Why would such a cramped city, with dwindling living space and astronomical rent, invite a species--one that otherwise preferred large stretches of open land to manage the demands of its nature--onto its streets? It was objectively illogical. Against common sense. Humans were that desperate for companionship.

"The owner needs to be shamed," Gretchen said from her darkened corner. Reese's friend Gretchen had been born with a defect, which was an excellent nose. For a period of time, Gretchen had worked abroad for a designer brand that created nostalgia perfumery, which meant that she spent her days inside a brightly lit sterilized room summoning other people's dreams by combining acutely defined smells. She even wore a white lab coat. But the work itself was increasingly hostile to her neural plexus, frequently overloading her senses with powerful reverie to the point that Gretchen was in a state of olfactory trauma, forcing her to abandon employment. A coworker found her one night standing in the water of Fontaine des Mers, mumbling the phrase l'eau claire, l'eau claire. Upon flying home, Gretchen rented a top floor apartment, shut the windows and closed the blinds. Never again would she be accosted by emotional odors. Reese brought her takeout on Fridays. The two would sit on the floor, share the food, drink vodka from miniature bottles, and commiserate in the half-dark.

"It's not the dogs themselves," Reese said. "They don't choose to deposit their shit where people walk. The blame lies with irresponsible humans." Using a fork, she swirled spaghetti into a spoon. "They name them Beau, or Bear, or Duke. Dogs are hostages. They don't have any say. It's the owners--the people who coerce them into lives they'd never choose for themselves--who deserve persecution."

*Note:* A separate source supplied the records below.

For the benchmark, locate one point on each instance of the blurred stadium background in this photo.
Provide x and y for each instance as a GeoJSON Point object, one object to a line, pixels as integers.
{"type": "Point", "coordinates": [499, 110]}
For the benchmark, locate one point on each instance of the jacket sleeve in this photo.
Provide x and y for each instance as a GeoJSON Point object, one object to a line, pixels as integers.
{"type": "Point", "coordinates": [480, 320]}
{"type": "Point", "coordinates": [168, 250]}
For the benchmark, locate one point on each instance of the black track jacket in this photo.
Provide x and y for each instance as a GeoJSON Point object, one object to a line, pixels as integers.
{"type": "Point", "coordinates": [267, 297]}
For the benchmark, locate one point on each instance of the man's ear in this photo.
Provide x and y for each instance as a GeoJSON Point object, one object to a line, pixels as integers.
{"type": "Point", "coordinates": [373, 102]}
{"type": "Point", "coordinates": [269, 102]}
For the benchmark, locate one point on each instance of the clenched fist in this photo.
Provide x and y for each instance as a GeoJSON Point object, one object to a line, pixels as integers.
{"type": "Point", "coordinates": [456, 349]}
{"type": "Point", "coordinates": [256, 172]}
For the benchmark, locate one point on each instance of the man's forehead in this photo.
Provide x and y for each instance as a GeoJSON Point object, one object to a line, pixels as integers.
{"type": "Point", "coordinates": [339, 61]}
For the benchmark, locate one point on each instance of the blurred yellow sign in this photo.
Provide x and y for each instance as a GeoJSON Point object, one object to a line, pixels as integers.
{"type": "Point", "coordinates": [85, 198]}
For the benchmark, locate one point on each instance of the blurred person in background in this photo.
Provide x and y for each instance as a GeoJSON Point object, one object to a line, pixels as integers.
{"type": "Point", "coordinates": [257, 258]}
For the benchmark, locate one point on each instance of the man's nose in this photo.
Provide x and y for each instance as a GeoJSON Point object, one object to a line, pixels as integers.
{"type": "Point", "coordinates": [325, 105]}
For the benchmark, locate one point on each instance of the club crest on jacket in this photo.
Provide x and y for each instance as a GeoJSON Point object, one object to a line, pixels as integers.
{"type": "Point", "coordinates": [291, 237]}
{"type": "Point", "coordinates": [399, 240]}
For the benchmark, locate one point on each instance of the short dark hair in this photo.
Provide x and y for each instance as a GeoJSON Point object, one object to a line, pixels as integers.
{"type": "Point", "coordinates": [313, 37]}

"Public shaming," said Gretchen.

"People are impervious to shame." Reese gazed up into the blurry space of the ceiling. "They need to be stripped of something. Something they love. That's the only way people pay attention."

"Strychnine," Gretchen said. "Doggie treats." It was hard to detect Gretchen's face from where she was sitting. Her voice simply emanated from the dark.

"Didn't that happen three or four years ago? Somebody laced meatballs and left them in the parks. Something like fifty dogs died?"

In place of a reply, a slender beam of light escaped from around the blinds into the room, illuminating a miniature bottle as its outline tilted in space.